Dans son message, la Pre Fortier n’a pas rendu explicite sa position quant à l’interdiction d’utiliser des mots controversés dans un contexte académique. Elle a tout de même semblé faire un appel à l’empathie concernant le cas de la Pre Lieutenant-Duval : « Il peut arriver que nous commettions, malgré nous, une maladresse qui puisse heurter les autres. De telles situations sont l’occasion de faire montre d’empathie et de confiance mutuelle et de réitérer notre engagement à nous ouvrir à l’autre, à apprendre, et à grandir. »

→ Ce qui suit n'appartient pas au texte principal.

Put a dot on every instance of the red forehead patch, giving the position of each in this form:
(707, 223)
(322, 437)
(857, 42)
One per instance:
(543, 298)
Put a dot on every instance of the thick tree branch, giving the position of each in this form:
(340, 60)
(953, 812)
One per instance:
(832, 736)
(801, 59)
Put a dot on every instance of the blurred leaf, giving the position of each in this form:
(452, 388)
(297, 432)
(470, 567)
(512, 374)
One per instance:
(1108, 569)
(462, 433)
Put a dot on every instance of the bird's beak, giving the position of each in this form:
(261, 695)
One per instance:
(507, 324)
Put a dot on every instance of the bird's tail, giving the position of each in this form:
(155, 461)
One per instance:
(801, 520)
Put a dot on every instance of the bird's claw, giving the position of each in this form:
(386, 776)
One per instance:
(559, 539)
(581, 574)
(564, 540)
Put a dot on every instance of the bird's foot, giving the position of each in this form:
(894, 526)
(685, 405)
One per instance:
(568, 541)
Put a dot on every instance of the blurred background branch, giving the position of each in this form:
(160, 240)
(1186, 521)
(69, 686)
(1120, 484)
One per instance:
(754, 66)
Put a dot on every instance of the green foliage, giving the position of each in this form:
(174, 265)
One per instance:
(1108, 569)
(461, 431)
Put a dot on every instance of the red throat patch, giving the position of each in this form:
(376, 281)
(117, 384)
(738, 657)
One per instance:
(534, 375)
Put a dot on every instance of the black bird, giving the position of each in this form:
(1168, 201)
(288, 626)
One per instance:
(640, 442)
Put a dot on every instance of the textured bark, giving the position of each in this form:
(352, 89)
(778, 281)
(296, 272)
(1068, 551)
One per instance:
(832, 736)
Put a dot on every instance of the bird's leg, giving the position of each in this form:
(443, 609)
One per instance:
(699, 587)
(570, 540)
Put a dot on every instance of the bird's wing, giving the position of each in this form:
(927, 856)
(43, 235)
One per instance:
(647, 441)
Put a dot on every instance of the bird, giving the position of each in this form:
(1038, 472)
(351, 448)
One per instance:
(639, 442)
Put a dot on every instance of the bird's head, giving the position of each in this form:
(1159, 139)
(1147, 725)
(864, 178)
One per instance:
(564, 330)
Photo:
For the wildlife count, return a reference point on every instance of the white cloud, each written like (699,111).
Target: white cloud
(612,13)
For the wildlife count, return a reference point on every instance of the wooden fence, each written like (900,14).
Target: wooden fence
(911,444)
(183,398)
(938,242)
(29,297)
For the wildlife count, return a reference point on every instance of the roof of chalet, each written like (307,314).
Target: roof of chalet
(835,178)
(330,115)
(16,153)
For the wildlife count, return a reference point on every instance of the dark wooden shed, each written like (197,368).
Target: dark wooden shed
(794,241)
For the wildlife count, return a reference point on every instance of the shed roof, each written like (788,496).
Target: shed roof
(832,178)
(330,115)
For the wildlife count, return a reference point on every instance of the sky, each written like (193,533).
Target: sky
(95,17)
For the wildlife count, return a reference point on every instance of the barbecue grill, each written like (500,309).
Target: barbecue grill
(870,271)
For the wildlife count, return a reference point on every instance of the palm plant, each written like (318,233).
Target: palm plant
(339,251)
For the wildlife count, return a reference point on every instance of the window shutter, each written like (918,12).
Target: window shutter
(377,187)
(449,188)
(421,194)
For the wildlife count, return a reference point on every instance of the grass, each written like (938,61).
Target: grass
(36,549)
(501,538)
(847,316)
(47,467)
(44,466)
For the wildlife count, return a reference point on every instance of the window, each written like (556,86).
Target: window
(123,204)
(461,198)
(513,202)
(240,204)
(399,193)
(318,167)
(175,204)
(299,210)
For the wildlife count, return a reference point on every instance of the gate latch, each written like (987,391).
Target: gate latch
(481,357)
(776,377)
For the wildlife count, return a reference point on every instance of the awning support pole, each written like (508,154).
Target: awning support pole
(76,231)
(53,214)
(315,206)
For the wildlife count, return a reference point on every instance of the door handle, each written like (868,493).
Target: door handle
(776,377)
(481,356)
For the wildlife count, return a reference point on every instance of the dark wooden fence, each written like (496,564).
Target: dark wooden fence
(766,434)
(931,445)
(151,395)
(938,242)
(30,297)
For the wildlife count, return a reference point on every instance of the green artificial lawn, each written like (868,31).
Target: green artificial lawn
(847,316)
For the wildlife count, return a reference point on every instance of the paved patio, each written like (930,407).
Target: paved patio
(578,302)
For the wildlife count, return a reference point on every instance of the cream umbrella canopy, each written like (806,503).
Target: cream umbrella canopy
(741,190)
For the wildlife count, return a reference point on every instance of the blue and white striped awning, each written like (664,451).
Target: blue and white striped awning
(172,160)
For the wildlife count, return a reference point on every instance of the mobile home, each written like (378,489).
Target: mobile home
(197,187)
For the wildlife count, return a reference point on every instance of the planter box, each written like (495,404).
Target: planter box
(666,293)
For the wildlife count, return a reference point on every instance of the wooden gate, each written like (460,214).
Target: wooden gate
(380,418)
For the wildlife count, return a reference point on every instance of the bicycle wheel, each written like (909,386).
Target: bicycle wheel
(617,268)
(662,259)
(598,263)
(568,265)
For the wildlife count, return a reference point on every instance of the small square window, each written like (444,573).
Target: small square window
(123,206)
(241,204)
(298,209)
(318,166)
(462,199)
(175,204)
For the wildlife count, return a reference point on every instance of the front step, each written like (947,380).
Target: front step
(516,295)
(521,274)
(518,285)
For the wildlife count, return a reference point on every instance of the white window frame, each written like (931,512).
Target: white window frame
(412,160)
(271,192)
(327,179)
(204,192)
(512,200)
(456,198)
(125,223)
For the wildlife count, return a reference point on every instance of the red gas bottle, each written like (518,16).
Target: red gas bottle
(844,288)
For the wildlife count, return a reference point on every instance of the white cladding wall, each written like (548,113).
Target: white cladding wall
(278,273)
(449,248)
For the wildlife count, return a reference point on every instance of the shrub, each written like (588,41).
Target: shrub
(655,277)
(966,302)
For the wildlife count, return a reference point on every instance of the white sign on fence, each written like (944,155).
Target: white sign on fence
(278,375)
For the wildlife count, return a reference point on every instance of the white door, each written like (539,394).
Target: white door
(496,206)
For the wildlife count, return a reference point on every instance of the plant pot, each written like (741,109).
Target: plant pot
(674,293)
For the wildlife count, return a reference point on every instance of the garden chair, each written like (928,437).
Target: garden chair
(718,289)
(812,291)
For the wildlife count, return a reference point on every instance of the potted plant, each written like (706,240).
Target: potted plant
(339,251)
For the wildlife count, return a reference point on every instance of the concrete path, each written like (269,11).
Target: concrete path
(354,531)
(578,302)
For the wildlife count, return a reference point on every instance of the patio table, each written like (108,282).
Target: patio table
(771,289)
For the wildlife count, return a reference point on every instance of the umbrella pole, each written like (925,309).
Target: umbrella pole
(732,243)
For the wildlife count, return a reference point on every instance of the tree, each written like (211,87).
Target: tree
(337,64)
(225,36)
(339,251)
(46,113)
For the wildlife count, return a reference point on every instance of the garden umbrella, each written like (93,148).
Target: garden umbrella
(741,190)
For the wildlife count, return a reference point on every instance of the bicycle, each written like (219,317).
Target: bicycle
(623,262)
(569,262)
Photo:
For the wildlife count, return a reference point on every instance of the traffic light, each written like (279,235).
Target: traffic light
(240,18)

Le Réseau des étudiant·e·s noir·e·s réagit
La déclaration de la rectrice a rencontré l’opposition de certaines personnes à McGill. Le Réseau des étudiant·e·s noir·e·s (Black Student Network, BSN) a publié, le 30 octobre dernier, un communiqué « condamnant fortement » l’attitude de Suzanne Fortier. Il lui a été reproché d’avoir « utilisé » la notion de liberté académique pour mettre de côté l’inclusivité : « La compréhension de la « liberté académique » par la principale Fortier permet de refuser aux étudiant·e·s noir·e·s le droit d’apprendre dans un environnement sécuritaire ». Le BSN a aussi affirmé que l’Université McGill avait « une responsabilité particulière pour reconnaître le traumatisme et la violence liés au « mot en n », puisque son fondateur James McGill était une personne raciste qui possédait des esclaves.